2022 / Ireland/Kenya / 29 min

documentary

Directed by Steve Woods
Produced by Cel’ Division
Choreography by Fernando Anuang’A
Dancing by Fernando Anuag’A
Camera by Isaac Gem (Kenya), Johnny White (France)
Sound Mixing Macalla Teo
Written by Steve Woods
Post Production Sheanchas Productions

Adumu is the story of the struggle of an African choreographer to achieve his dream of fusing his contemporary dance with Maasai traditional dance in performance in Nairobi. The Maasai are happy to oblige but Kenyan society and Covid put obstacles in his way.

a woman with dreadlocks wearing a purple dress covered in circular shapes extends her right arm while facing a clearing in a forest

Raven

2022 / France / 3 min

music video

Directed by Julienne Doko
Produced by Julienne Doko
Choreography by Julienne Doko
Dancing by Julienne Doko
Cinematography by Linus Dahomé Mørk
Edited by Sara Jordan, Julienne Doko
Costume by Paulette Roulon-Doko

This video leans on the recent recomposition of a Danish medieval ballad fragment “Raven Leads Runes.” The Nordic Raven symbol is an expression of land connectedness and part of a transcultural field of Raven totemism in order to renew modes of community that are less destructive to the world. In Raven I explore my own understanding of this symbol, I strive to give it form and narrate it through movement. Trying to create transcultural bounds through shared symbols like the Raven can be a way of building communities. For me it’s about going back to what I know from my native Central African culture but that I have grown up away from. In order to interpret the figure of the Raven in the Nordic symbolism, I deliberately chose a Wax fabric, a typically African cultural feature, that illustrates nature to establish a transcultural connection, thus emphasizing the fundamental power of Nature. The choreography, which is built both around grounding and upward impulse aims at placing the body firmly rooted into the earth, while reaching for new horizons.

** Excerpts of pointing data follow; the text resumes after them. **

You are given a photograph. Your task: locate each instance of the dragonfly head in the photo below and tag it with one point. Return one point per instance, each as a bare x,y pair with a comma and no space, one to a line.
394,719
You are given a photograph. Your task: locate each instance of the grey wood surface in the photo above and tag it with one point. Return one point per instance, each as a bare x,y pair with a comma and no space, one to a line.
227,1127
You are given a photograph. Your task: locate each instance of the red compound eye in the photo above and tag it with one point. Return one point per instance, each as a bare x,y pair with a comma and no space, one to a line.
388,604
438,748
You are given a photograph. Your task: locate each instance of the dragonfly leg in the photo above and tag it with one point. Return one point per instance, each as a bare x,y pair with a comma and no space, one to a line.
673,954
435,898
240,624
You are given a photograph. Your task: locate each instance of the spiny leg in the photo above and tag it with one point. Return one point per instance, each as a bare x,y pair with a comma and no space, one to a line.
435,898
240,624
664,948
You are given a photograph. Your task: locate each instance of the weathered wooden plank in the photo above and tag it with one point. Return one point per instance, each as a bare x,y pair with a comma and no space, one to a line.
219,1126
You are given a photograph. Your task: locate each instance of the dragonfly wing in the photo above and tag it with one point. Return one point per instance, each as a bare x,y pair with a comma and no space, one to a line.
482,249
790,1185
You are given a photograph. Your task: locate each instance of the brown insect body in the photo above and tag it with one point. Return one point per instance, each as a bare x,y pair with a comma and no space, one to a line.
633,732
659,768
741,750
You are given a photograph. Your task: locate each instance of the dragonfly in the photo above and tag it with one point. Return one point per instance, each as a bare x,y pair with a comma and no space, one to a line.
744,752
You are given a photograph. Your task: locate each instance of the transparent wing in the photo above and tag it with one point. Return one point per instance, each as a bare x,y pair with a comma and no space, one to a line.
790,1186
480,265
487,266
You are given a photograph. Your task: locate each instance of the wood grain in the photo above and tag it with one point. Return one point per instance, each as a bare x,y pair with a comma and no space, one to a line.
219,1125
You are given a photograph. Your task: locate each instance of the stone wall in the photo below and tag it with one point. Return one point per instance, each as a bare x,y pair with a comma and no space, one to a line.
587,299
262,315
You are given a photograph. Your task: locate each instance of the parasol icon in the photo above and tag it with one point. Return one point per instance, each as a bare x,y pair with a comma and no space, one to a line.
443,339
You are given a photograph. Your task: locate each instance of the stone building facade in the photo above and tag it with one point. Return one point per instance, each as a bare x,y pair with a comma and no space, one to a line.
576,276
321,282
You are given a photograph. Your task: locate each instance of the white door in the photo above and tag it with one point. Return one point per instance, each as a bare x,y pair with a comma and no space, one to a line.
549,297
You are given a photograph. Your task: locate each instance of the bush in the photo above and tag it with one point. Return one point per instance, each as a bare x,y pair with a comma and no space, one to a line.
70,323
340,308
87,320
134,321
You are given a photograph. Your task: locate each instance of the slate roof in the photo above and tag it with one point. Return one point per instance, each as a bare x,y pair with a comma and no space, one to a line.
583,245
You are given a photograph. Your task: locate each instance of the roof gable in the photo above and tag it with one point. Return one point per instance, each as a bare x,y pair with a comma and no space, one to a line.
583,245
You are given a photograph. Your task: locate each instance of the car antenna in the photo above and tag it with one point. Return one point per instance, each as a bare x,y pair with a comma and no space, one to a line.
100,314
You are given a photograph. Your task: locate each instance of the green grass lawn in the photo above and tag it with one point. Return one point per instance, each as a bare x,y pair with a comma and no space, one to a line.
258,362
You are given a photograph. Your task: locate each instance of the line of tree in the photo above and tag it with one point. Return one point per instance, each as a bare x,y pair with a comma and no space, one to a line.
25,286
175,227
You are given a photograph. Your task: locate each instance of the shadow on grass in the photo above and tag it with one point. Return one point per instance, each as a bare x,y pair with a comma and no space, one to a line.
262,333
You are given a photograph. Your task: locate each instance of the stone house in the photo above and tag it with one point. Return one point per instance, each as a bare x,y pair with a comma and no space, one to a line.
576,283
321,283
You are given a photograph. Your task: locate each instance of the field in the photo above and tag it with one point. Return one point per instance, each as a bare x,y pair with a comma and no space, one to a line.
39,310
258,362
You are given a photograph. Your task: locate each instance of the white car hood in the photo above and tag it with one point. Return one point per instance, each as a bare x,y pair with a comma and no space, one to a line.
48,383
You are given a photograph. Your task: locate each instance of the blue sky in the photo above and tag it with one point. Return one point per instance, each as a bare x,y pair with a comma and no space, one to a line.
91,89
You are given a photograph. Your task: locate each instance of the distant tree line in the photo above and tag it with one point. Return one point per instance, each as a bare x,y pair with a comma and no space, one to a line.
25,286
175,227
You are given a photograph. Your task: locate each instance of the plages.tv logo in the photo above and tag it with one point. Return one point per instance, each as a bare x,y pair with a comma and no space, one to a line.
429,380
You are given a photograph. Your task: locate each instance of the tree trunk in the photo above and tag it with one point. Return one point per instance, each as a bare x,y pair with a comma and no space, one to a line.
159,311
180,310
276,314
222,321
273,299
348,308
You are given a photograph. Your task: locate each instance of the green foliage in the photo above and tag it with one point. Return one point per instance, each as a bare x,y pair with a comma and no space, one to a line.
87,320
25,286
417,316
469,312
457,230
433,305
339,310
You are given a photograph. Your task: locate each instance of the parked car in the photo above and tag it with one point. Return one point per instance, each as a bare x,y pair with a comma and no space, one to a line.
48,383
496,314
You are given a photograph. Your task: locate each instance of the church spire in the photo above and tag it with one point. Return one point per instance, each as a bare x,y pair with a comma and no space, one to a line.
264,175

four young dancers line up single file in a large dance studio, each striking a different pose

Tenets

2023 / United States / 4 min

Directed by Taylor Madgett, Lawrence Beard
Produced by Taylor Madgett
Choreography by Taylor Madgett, Constance Harris
Dancing by Constance Harris, James Solis-Gutierrez, Becca Schaff, Taylor Madgett

This high energy piece features a fusion of Afro dance, House and Hip-Hop dance styles. Through an exploration of these dance forms, this piece seeks to establish American street dance as a direct extension of West African culture.

a dark skinned woman in front of a small brick structure raises her face and right arm to the sky

What’s Bred in the Blood and Bone

2023 / United States / 5 min

Directed by Robin M Gee
Produced by Steve Haines
Choreography by Robin Gee
Dancing by Elijah Motley, Maurice Watson, Clarice Young
Music Composed by Atiba Rorie
Cinematography by Kevin Wells
Edited by Hannah Fischer
Assistant Direction by Michael Frierson
Sound Design by Jaylon Steverson

Inspired by the work of Ida Bell Wells, whose writing documented the episodic period of lynching’s in the 1890’s, What’s Bred in the Blood and Bone is a study of space and place, girded by the collective experiences of brown bodies. “Blood” explores “blood memory” as body memory and the ways in which our collective experiences bind and fortify us as African Americans.

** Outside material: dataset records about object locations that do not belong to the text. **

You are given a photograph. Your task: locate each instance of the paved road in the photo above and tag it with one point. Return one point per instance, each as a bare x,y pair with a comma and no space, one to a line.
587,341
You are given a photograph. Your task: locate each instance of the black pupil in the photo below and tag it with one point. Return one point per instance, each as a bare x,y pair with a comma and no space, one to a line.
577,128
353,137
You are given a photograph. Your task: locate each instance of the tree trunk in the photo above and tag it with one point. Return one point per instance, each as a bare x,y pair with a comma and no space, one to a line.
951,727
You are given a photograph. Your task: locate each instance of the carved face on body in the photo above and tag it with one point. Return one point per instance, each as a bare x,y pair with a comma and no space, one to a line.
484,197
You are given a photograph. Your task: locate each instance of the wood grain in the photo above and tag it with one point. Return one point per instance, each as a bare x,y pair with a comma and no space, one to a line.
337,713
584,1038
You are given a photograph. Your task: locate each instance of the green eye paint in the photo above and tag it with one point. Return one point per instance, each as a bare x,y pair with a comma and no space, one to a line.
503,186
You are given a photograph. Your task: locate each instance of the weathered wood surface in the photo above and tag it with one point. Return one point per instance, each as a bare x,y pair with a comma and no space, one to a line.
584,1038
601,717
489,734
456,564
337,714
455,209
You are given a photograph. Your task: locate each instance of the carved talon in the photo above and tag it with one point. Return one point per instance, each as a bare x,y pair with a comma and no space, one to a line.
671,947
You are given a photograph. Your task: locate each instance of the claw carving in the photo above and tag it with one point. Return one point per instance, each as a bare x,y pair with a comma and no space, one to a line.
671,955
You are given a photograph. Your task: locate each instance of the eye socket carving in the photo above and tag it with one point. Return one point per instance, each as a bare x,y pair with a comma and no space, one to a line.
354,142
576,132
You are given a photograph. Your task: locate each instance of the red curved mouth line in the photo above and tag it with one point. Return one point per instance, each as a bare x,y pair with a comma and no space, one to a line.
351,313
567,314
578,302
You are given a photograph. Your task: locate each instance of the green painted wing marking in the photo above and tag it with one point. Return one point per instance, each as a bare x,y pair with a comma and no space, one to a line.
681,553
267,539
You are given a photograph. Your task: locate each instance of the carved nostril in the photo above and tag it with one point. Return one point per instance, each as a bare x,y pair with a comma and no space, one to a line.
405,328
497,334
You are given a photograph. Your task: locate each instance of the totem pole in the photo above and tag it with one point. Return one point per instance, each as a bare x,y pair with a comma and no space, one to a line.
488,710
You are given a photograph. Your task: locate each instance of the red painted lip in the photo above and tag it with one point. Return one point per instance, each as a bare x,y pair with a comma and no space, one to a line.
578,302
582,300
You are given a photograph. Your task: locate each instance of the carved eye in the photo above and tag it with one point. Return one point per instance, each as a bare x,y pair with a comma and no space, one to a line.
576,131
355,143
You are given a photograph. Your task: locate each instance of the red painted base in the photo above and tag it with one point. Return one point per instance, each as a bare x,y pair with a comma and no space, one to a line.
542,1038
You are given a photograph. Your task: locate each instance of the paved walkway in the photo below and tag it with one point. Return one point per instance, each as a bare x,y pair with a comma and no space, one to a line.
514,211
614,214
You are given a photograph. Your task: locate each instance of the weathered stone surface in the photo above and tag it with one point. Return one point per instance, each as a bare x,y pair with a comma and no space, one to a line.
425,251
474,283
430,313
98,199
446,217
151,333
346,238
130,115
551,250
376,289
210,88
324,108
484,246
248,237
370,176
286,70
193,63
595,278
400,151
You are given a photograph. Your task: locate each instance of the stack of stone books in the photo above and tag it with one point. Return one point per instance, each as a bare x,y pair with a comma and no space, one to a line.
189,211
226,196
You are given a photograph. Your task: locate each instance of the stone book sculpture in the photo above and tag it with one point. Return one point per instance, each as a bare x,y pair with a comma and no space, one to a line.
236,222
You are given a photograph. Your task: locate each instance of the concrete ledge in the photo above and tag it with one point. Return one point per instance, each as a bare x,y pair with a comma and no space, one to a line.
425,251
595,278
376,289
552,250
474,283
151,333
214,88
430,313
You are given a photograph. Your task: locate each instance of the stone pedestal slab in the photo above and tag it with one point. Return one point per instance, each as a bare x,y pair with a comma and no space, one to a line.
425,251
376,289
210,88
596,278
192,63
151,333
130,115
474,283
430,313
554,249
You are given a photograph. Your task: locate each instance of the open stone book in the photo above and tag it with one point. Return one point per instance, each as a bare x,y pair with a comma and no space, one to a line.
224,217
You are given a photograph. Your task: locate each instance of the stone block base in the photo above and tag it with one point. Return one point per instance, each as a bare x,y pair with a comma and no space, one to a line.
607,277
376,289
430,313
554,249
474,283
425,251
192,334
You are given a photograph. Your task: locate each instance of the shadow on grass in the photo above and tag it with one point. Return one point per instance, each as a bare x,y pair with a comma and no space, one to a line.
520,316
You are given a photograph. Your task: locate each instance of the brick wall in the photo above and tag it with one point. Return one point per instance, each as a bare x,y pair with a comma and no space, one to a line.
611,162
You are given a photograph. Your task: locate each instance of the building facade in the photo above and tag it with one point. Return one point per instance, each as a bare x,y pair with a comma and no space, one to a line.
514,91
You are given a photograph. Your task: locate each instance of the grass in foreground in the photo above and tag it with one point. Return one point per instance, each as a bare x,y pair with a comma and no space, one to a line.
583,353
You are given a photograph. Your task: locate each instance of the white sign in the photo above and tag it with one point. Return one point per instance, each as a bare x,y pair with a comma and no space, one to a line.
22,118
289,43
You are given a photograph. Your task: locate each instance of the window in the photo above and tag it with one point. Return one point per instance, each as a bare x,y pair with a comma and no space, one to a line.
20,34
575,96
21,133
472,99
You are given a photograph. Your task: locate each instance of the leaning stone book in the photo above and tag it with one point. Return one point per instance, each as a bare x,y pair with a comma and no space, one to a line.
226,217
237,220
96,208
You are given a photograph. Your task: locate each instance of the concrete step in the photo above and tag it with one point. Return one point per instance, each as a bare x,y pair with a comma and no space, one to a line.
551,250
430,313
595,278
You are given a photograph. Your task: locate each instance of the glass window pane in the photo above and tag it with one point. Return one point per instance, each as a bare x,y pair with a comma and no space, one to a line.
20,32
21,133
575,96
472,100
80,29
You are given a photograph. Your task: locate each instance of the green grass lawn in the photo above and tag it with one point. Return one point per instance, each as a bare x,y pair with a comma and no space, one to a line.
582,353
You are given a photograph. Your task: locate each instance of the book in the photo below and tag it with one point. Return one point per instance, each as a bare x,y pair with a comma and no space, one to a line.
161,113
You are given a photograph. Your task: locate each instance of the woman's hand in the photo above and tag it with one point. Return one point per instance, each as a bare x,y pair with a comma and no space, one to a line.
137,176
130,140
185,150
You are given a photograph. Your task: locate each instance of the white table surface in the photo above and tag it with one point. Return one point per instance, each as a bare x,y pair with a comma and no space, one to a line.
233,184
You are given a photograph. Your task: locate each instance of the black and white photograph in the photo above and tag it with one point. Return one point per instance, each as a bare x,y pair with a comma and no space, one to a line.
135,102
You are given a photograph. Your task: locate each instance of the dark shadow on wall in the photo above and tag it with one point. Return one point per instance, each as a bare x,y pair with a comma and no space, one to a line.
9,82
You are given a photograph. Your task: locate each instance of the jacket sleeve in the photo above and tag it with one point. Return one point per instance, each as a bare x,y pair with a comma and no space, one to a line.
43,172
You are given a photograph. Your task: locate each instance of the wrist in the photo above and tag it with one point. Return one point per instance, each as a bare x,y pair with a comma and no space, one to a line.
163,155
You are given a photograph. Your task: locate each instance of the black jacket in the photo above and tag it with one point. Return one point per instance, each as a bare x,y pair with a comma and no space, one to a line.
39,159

a dark skinned man in a Mariachi costume points and sings exuberantly

Regret To Inform You

2022 / United States / 12 min

Directed by Yusuf Nasir
Produced by Yusuf Nasir, Harvey Mason Jr.
Choreography by Yusuf Nasir
Dancing by Yusuf Nasir, Steve Geist

Why are our fantasies so far removed from our reality? Regret to inform You follows a difficult day in the life of a Performer on the verge of forced obscurity and retirement. After one too many rejections, he becomes undone, retreating into a black and white dance fantasy to combat the reality of a society that has no place for him.